The People’s Bank of China (POBC) recently released pilot versions of digital yuan wallets for both Android and iOS smartphones, Reuters reported.
Meanwhile, researchers from Cornell University and the University in Chicago outlined what all the rush is about, and how will the arrival of digital yuan, also known as e-CNY or DCEP, affect the US dollar and the crypto market.
Pushing forward with e-CNY rollout
China entered the year with its Central Bank Digital Currency (CBDC) rollout plans at full speed.
As of this Tuesday, the e-CNY pilot version app, developed by the PBOC’s digital currency research institute, was available for download on Chinese Android and Apple app stores in Shanghai.
However, still being in a research and development phase, the trial app is only available to selected users via supported institutions that provide e-CNY services–including major domestic banks.

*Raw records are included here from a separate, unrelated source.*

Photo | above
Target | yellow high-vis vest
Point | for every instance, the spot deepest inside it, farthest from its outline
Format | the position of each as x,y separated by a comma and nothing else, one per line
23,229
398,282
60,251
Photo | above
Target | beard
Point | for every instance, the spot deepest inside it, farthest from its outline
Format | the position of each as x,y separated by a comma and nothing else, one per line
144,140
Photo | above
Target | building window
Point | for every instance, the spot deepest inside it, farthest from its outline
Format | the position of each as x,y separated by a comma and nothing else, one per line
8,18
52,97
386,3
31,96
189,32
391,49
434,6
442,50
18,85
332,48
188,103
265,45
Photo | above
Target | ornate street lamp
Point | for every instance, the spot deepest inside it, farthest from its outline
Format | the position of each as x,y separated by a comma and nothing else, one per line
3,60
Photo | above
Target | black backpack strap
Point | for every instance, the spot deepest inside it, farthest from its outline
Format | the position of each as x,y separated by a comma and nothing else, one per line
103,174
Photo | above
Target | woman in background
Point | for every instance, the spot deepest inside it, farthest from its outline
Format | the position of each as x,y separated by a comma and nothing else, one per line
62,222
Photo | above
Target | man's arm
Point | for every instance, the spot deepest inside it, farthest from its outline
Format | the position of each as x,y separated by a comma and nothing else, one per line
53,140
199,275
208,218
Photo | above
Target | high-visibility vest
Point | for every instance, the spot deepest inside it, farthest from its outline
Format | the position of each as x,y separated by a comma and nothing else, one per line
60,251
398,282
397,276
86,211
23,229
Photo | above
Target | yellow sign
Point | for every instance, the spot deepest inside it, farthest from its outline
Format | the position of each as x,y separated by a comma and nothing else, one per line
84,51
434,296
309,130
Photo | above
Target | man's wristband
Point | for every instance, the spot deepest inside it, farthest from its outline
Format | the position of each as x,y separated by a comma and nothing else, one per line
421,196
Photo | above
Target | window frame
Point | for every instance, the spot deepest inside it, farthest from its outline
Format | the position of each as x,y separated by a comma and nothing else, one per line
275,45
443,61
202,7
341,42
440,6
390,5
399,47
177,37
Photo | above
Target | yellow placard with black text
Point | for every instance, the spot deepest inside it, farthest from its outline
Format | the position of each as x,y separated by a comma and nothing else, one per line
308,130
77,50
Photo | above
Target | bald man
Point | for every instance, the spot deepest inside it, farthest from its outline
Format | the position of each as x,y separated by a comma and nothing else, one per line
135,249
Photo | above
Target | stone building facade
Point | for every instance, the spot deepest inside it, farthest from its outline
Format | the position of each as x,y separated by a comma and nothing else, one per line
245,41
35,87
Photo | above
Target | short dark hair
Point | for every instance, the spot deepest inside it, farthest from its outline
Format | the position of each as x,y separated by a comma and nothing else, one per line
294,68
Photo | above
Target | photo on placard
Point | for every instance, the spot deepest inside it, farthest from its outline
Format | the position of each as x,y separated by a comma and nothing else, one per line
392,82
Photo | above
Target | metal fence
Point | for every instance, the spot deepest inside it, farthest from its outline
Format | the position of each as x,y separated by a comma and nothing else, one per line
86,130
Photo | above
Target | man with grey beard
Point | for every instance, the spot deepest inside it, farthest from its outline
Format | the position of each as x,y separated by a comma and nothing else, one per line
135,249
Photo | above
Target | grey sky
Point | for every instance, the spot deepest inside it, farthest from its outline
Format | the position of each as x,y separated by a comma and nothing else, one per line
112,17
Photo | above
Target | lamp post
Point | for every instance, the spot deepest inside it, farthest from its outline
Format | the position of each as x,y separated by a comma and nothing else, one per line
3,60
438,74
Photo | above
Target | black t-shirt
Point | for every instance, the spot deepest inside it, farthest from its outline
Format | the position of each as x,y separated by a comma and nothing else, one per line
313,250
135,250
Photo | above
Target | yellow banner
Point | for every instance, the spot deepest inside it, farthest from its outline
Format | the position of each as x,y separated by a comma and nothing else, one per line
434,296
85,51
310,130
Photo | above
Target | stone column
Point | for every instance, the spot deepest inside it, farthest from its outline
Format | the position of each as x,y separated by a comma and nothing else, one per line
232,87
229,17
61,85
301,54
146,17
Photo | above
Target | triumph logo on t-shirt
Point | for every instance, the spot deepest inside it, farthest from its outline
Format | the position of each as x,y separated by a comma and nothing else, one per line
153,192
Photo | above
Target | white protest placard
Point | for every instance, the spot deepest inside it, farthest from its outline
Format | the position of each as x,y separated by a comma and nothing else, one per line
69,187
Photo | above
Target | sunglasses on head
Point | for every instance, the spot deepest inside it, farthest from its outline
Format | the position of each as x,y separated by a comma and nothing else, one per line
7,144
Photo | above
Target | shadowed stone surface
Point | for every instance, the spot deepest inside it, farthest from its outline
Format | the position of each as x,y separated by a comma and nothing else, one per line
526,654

CBDCs are imagined to represent a digital form of a country’s fiat currency, and currently, dozens of central banks worldwide are exploring their options on whether and how to pursue issuance.

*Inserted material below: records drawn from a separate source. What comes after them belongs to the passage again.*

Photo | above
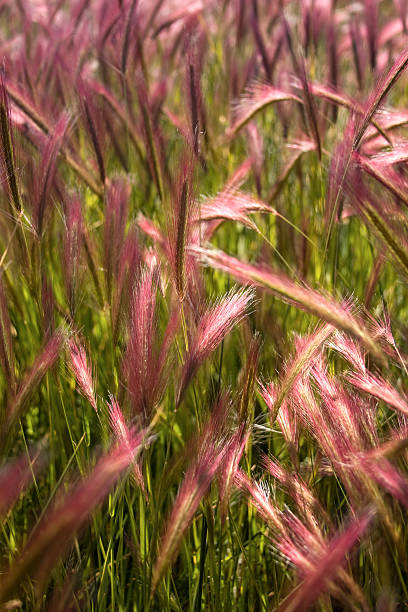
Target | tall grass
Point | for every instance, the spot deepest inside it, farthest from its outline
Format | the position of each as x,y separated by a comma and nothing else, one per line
203,303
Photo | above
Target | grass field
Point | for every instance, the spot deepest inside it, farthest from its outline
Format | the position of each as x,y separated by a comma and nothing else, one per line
203,305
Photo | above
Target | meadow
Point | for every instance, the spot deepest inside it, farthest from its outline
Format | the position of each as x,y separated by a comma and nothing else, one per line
203,305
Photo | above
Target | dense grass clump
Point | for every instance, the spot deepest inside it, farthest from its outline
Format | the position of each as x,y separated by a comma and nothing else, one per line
203,305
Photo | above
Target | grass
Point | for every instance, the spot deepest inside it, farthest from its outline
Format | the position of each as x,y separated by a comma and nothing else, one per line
168,439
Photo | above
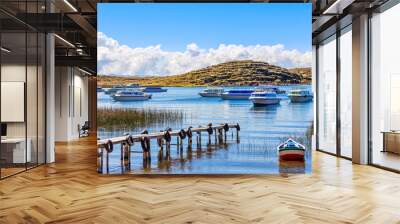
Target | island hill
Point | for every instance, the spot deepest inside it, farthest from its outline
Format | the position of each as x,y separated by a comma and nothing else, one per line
234,73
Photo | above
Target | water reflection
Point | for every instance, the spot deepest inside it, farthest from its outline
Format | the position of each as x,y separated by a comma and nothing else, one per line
262,129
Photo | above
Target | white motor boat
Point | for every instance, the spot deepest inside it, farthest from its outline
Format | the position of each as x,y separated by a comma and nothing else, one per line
237,94
153,89
114,89
131,95
300,96
270,88
264,98
212,92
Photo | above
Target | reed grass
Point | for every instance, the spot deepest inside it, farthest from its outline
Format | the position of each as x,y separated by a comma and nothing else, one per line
131,118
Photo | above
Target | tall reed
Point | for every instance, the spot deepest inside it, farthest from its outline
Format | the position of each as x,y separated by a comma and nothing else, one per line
130,118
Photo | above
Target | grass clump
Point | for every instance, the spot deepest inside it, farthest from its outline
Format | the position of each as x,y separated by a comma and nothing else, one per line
130,118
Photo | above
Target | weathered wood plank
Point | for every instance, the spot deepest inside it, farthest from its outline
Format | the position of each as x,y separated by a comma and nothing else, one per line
138,137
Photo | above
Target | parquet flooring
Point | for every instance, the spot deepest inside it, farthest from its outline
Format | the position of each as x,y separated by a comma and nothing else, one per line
70,191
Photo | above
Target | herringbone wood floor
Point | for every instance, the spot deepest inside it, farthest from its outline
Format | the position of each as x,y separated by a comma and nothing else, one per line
70,191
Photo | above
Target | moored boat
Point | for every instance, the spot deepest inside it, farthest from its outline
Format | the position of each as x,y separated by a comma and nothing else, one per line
153,89
264,98
212,92
237,94
130,95
270,88
114,89
300,96
291,150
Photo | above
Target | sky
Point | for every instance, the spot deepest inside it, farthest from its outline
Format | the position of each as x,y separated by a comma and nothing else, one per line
169,39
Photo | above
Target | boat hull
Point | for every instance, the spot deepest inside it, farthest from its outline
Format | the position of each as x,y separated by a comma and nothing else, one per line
235,97
131,98
146,90
264,101
300,99
291,154
210,94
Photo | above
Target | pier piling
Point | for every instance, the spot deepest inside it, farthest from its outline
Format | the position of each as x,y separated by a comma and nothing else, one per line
127,141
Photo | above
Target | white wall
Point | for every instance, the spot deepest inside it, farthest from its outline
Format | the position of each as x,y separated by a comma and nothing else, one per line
71,102
385,74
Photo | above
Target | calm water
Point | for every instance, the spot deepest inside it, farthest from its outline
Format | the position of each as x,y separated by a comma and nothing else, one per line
262,129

Among ongoing projects in the research and development phase, the most recent announcements come from Mexico and Jamaica.
However, privacy advocates, including Edward Snowden, have warned about this new, digital form of centralized currency–arguing CBDCs could usher the state’s ultimate financial control, and erode the privacy of citizens.

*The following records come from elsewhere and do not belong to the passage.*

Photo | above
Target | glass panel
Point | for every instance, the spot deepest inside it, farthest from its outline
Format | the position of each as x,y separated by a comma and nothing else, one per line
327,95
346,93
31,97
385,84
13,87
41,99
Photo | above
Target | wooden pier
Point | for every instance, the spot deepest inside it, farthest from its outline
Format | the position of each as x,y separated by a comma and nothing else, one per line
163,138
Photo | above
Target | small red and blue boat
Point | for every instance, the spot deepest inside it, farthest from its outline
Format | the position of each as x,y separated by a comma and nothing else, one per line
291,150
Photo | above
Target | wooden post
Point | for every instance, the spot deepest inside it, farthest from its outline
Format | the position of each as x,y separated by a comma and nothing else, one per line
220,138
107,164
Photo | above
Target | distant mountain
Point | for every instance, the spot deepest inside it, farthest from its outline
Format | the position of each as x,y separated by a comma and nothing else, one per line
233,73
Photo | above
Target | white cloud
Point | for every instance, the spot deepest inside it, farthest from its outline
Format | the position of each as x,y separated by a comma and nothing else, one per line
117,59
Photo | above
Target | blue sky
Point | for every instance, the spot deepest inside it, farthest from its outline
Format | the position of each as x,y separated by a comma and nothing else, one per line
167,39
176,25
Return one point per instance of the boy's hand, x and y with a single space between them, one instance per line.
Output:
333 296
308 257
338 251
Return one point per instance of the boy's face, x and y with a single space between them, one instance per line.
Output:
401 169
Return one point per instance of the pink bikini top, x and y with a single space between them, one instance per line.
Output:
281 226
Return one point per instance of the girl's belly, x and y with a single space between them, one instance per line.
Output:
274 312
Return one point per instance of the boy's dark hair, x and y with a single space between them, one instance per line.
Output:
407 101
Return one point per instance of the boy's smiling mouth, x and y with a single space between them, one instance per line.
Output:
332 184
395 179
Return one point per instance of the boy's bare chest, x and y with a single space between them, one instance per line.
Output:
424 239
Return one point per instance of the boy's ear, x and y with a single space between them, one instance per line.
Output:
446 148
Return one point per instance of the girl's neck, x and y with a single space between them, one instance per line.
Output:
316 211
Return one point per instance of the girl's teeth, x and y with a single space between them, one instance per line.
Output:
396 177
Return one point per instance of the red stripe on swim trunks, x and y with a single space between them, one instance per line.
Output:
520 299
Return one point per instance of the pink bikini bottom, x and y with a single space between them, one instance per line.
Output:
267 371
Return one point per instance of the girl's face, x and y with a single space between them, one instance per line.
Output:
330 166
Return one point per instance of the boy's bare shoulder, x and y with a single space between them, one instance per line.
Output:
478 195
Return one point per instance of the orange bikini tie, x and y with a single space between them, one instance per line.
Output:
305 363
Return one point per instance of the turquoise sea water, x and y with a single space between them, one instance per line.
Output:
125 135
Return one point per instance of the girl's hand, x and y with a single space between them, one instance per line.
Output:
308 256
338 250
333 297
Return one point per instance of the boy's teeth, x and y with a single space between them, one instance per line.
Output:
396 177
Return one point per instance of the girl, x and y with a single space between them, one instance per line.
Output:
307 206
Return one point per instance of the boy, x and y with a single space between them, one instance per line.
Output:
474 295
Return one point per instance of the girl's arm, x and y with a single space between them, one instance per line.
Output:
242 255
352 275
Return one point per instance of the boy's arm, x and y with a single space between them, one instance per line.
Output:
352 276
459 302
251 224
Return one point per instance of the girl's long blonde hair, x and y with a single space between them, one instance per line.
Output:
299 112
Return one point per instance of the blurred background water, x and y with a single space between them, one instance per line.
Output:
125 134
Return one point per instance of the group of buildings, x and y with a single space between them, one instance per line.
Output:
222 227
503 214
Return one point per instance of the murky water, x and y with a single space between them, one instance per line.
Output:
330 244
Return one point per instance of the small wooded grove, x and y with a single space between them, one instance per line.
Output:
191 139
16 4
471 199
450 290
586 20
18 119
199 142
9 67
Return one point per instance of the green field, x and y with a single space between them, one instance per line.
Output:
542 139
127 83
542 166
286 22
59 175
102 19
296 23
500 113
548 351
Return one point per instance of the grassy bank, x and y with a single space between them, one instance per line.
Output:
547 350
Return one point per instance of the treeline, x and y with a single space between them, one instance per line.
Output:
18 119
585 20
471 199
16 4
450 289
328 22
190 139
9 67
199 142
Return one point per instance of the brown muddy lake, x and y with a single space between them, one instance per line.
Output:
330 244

Meanwhile, could the US also be stepping up its digital dollar game?
As revealed by a recent job posting, the Federal Reserve Bank of Boston is looking for a new director of product management for Project Hamilton–the US CBDC pilot program, which, thus far remained in the shadow of the country’s main digital currency agenda–crypto regulation.
Global battle of currencies
“Once implemented, CBDCs would immediately alter the endogenous value of other currencies, whether fiat or digital, as well as other countries incentives to implement their own digital currencies,” according to Lin Cong and Simon Mayer, who addressed the global competition among national fiat currencies, cryptocurrencies, and CBDCs.
In their recent paper titled “The Coming Battle of Digital Currencies,” Cong and Mayer developed a model that rationalizes why countries with stronger currencies are more prone to banning or regulating crypto, while countries with weak currencies are more eager to take the opposite approach and legalize the adoption.
“Countries with strong but non-dominant currencies (e.g., China) are most incentivized to launch CBDC due to both technological first-mover advantage and potential reduction in dollarization. The strongest currencies (e.g., the US) benefit from developing CBDC early on to nip cryptocurrency growth in the bud and to counteract competitors’ CBDCs. The weakest nations forgo implementing CBDCs and adopt cryptocurrencies instead,” their model suggests.
According to their model, CBDCs offer the most advantages for countries that have a relatively strong, yet not dominant currency–which would be the case with China, India, and the Eurozone.
In addition, their findings suggest that “the implementations of CBDC by these countries pose more danger to the crypto market than the launch of CBDC by the dominant currency country, i.e., the US.”
“We also find that the dominance of the US dollar causes “inertia” that hampers the incentives of the US to implement CBDC. The recent spike in US inflation, however, potentially undermines the dominance of the US dollar and improves government incentives to venture into CBDCs,” Cong and Mayer concluded.